# Radiance's conventions on locational information

May I confirm with you that in Radiance there're several conventions
regarding some of the locational information should be specified:

*1. Longitude east of Greenwich* is specified as *NEGATIVE *value: e.g
Singapore's longtitude of 104E should be specified as -104.
*2. A positive azimuth angle *denotes an angle starting from *due SOUTH *and
rotating clockwise.
*3. Standard meridian* of a city equals to the Greenwich Mean Time of the
city multiplied by 15, and a *NEGATIVE *value indicates a timezone *EAST *of
Greenwich (e.g. Singapore belongs to the EAST8 timezone, so it's meridian is
-120=(8*15)*(-1) )

Take London as an example, to know the solar altitude and azimuth at 9:00am
1st Jan at London (altitude 51.15N and longitude 0.18W), the gensky command
is: "gensky 1 1 9:00GMT -a 51.15 -o 0.18 -m 0" or "gensky 1 1 9:00 -a 51.15
-o 0.18 -m 0"

and you'll get:

# gensky 1 1 9:00GMT -a 51.1500015259 -o 0.180000007153 -m 0
# Local solar time: 8.93
# Solar altitude and azimuth: 5.5 -41.8
# Ground ambient level: 6.0
......

and in this case the solar azimuth thus obtained indicates an angle starting
from *due South* and rotating *clockwise *for 41.8 degree.

Thanks!

Ji

I think if you specify the time with a time zone designation like GMT, the -m parameter is ignored.

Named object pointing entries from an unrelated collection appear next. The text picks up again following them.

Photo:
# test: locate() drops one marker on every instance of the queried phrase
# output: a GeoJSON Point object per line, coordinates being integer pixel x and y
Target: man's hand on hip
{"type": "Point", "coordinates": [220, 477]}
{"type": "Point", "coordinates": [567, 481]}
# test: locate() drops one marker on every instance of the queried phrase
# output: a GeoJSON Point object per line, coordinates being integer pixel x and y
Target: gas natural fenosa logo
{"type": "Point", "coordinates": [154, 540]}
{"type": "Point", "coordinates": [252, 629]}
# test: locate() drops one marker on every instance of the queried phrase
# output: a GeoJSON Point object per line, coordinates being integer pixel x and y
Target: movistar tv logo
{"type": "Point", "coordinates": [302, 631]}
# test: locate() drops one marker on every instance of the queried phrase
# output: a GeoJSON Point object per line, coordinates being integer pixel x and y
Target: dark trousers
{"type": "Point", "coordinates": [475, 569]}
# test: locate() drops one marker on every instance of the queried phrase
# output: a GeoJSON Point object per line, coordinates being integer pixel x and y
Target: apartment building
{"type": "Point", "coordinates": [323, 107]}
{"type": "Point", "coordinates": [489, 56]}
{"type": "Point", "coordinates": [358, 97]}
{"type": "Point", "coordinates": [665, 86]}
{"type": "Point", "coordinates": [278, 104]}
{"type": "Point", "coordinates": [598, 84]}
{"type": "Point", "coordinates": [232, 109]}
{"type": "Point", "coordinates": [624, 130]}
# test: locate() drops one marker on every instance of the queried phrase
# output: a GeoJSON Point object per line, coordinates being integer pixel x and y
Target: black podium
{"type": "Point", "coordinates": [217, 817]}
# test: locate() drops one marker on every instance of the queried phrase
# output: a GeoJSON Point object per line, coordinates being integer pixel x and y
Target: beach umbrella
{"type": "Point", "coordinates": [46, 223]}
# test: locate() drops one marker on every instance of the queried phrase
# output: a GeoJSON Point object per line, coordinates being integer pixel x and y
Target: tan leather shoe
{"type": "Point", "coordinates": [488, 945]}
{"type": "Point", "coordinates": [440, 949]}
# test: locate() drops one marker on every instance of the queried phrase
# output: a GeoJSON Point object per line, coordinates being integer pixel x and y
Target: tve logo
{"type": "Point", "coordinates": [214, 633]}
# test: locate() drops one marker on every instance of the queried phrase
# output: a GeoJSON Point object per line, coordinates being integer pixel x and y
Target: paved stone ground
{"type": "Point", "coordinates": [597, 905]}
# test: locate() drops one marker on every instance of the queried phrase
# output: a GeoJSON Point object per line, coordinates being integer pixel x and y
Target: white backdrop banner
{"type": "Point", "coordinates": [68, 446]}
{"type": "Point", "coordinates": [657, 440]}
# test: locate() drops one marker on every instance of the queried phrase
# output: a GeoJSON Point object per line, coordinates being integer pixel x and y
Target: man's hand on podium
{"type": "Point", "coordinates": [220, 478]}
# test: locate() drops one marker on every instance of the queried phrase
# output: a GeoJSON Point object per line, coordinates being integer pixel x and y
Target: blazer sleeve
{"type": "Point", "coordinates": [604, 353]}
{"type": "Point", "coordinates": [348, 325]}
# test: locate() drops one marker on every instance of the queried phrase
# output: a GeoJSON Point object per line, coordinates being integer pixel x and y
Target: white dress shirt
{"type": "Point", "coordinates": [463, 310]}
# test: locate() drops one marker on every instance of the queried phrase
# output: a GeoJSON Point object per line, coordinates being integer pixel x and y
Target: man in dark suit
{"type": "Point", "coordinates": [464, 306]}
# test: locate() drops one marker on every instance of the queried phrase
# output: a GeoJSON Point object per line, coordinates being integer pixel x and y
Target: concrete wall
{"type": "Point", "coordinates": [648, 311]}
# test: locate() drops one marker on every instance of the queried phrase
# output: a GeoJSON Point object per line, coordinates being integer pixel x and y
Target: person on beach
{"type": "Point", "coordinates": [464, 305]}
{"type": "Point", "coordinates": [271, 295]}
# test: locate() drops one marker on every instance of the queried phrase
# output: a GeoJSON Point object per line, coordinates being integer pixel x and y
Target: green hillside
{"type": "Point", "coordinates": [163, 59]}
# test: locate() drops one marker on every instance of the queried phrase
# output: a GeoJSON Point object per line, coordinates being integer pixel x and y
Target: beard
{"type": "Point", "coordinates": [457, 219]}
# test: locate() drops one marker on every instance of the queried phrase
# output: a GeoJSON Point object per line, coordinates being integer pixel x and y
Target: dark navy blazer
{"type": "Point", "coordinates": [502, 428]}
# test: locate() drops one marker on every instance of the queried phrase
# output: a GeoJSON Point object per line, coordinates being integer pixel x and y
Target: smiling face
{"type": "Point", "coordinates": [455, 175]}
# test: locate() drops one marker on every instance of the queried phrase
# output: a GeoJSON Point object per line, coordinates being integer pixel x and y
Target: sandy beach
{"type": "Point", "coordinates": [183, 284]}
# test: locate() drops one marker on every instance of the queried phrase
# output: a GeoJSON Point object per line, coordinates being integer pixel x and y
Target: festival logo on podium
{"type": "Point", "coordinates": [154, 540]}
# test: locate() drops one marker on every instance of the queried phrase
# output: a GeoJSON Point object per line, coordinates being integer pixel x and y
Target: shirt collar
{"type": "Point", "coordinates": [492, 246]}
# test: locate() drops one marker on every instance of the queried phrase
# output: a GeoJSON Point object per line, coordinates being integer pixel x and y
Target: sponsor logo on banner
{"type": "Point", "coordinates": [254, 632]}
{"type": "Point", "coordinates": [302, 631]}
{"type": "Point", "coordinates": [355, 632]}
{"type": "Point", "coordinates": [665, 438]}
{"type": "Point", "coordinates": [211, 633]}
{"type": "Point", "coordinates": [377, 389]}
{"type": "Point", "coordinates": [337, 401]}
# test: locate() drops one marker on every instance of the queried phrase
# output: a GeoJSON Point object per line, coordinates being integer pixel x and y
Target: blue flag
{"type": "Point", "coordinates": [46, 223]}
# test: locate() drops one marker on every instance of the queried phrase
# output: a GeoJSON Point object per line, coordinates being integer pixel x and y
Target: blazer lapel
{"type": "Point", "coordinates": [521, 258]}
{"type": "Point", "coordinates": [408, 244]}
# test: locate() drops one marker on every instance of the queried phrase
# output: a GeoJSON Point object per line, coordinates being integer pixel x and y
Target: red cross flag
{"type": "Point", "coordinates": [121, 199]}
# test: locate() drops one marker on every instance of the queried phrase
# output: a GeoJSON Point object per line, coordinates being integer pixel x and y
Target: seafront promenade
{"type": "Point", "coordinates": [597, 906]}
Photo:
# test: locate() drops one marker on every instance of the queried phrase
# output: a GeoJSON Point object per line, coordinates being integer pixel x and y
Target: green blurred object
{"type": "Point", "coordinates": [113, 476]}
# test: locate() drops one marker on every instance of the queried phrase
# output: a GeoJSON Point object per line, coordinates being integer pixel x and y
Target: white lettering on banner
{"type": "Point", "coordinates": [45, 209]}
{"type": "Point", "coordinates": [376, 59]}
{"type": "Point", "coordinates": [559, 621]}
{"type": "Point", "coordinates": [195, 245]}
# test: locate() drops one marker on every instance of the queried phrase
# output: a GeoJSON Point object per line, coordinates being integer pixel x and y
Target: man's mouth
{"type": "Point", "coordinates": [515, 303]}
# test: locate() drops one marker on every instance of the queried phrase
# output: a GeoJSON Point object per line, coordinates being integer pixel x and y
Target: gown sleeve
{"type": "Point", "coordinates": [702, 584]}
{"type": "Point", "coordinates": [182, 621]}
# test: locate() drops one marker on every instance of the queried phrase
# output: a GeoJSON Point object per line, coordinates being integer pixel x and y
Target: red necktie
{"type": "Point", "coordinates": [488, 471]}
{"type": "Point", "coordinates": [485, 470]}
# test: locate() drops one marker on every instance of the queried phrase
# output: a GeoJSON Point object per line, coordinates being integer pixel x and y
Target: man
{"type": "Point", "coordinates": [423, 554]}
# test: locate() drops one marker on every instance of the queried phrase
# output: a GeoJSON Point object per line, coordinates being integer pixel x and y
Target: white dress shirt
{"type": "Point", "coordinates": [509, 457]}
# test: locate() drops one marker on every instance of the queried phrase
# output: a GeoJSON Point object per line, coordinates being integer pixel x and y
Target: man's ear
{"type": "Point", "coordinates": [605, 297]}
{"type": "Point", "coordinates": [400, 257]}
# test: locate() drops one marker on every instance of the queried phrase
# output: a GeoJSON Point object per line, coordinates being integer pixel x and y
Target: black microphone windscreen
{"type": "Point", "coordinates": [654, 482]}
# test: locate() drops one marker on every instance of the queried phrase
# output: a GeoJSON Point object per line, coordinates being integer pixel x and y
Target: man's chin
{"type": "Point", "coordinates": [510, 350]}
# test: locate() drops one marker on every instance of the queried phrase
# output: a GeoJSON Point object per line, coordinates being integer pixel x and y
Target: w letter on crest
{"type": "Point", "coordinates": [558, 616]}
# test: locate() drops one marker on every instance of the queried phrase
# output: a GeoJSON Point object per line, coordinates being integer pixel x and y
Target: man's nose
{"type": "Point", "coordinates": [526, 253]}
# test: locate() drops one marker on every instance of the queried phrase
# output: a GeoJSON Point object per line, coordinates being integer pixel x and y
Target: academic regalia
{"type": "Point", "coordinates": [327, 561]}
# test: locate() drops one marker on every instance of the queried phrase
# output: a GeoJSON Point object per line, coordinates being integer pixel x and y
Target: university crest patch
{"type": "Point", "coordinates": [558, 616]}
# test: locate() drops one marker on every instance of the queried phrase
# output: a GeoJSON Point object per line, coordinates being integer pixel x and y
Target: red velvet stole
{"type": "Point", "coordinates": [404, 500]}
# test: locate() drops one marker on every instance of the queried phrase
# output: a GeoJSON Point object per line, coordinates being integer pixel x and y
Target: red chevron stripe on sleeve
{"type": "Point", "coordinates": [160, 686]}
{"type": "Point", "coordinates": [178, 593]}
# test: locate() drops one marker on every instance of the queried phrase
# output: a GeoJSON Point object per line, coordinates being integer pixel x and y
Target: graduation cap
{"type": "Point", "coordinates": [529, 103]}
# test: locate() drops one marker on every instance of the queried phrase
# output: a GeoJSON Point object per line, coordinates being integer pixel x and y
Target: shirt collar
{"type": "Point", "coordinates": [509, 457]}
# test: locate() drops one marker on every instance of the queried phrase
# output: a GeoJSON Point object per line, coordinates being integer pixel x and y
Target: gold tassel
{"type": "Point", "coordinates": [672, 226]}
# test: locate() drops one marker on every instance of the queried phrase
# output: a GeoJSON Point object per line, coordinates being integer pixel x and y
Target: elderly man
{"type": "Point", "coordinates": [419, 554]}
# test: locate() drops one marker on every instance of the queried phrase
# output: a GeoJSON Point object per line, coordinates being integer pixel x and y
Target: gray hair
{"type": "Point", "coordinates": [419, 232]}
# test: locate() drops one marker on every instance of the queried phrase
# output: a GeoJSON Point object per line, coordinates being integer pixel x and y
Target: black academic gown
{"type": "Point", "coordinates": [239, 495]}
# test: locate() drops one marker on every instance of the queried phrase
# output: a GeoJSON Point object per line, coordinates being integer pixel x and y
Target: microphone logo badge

the gensky command is: "gensky 1 1 9:00GMT -a 51.15 -o 0.18 -m 0" or "gensky 1 1 9:00 -a 51.15 -o 0.18 -m 0"

I have always assumed (but would like to confirm and open for discussion), if you give a date that is outside of the daylight savings time period (say January) but give a time of 9:00BST, would it incorrectly apply the 1 hour offset? In other words, the user or script must manually determine for the date in question, if the time should be given on the command line as 9:00GMT or 9:00 BST.